Eight years old

April 29, 2020

Ryan Baker

Tears streamed down senior Maddie Meiner’s face as she ran. She was 8 years old and all she had to run was a single lap, but the distance left seemed so much longer. This wasn’t her first track meet, but she hadn’t been competing for long. Her sprint slowed to a run, which slowed to a jog. Tears welled up in her eyes.

Then her legs stopped moving entirely.

As the other kids ran past, they left her standing alone at the halfway point of the race.

Meiner had been running track since she was 6. Her parents, both college level track athletes, encouraged her to compete. She started competing in meets at 7 with the Texas Ameteur Athletic Federation. She spent her summers training and her weekends racing on high school tracks.

But at that moment, the distance ahead of her was too much. She would’ve done anything else. She would’ve rather run the 50, 100 or even the 200 meter dash. Just not the 400.

“I liked track, just eight-year-old Maddie did not want to run that whole lap,” Meiner said.

As she scanned the crowd of parents behind the waist-high fence that circled the track, she found her parents, who were cheering for her to start running again.

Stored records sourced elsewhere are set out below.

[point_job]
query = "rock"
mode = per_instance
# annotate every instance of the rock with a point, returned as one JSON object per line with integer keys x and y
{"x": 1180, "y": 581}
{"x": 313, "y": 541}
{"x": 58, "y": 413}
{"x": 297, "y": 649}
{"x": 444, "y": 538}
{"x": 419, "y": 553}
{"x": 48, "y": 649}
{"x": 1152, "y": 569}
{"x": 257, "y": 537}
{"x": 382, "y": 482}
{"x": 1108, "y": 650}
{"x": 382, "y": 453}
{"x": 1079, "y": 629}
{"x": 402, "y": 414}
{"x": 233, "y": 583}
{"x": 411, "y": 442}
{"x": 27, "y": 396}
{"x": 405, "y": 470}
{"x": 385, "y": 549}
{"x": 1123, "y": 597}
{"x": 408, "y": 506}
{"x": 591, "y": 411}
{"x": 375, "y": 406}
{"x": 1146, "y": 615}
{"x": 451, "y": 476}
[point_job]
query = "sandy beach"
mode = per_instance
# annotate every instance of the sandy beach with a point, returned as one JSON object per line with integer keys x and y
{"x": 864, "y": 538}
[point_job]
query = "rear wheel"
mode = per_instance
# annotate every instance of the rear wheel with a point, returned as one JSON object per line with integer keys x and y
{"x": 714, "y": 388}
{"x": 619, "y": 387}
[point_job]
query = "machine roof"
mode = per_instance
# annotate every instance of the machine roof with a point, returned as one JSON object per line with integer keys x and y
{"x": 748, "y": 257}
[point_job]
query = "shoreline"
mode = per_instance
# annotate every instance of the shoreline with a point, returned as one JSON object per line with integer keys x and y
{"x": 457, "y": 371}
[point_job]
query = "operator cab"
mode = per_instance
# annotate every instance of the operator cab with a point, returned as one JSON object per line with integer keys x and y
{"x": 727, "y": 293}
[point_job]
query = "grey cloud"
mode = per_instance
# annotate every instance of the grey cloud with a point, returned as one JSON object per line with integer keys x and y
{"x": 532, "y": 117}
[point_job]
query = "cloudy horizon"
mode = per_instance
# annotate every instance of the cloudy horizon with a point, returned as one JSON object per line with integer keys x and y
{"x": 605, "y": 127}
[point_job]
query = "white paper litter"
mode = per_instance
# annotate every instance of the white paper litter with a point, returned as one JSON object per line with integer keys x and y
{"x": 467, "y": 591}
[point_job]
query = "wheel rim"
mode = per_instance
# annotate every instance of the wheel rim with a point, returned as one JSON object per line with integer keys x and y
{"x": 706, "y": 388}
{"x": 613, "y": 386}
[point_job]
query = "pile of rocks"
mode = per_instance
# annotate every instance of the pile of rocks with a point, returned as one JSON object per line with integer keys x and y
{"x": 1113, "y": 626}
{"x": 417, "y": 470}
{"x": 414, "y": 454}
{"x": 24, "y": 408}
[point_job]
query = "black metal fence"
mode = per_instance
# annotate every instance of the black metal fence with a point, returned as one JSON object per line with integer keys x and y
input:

“I’m never doing this again,” 8-year-old Meiner said.

The pack of kids was already 200 meters ahead of her celebrating their wins, their parents hugging and congratulating them.

She could’ve quit so easily. She could’ve walked off the track, cut across the grass and gave up on the race.

But that wasn’t Meiner. She wiped the tears out of her eyes and started to jog, finishing the race dead last.